The congregation’s president, Zach Shemper, has vowed to rebuild the synagogue and said several churches had offered their spaces for worship during the rebuilding process. Shemper attended Pittman’s court appearance Monday but didn’t comment afterward.
With just several hundred people in the community, it has never been particularly easy being Jewish in Mississippi’s capital city, but members of Beth Israel have taken special pride in keeping their traditions alive in the heart of the Deep South.
Nearly every aspect of Jewish life in Jackson could be found under Beth Israel’s roof. The midcentury modern building not only housed the congregation but also the Jewish Federation, a nonprofit provider of social services and philanthropy that is the hub of Jewish society in most US cities. The building also is home to the Institute of Southern Jewish Life, which provides resources to Jewish communities in 13 southern states. A Holocaust memorial was outdoors behind the synagogue building.

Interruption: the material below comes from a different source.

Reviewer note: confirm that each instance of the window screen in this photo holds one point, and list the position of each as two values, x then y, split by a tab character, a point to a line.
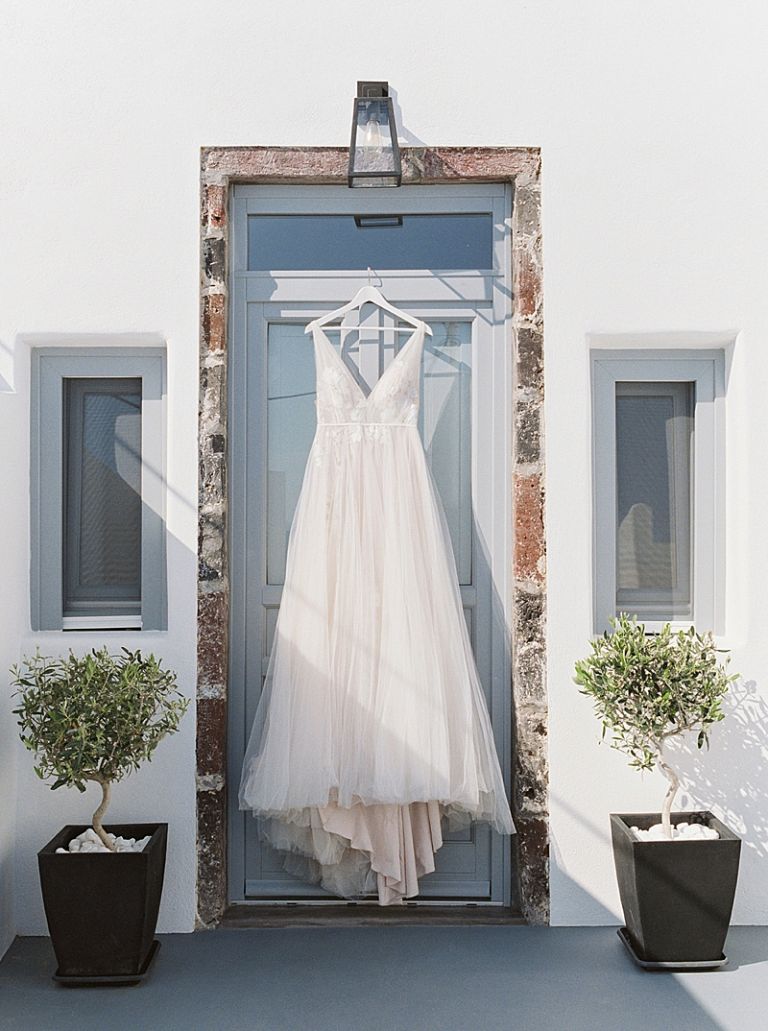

Because Jewish children throughout the South have attended summer camp for decades in Utica, Mississippi, about 30 miles  southwest of Jackson, many retain a fond connection to the state and its Jewish community.
“Jackson is the capital city, and that synagogue is the capital synagogue in Mississippi,” said Rabbi Gary Zola, a historian of American Jewry who taught at Hebrew Union College in Cincinnati. “I would call it the flagship, though when we talk about places like New York and Los Angeles, it probably seems like Hicksville.”
A rabbi who stood up to the KKK
Beth Israel as a congregation was founded in 1860 and acquired its first property, where it built Mississippi’s first synagogue, after the Civil War. In 1967, the synagogue moved to its current location.
It was bombed by local KKK members not long after relocating, and then two months after that, the home of the synagogue’s leader, Rabbi Perry Nussbaum, was bombed because of his outspoken opposition to segregation and racism.
At a time when opposition to racial segregation could be dangerous in the Deep South, many Beth Israel congregants hoped the rabbi would just stay quiet, but Nussbaum was unshakable in believing he was doing the right thing by supporting civil rights, Zola said.
“He had this strong, strong sense of justice,” Zola said.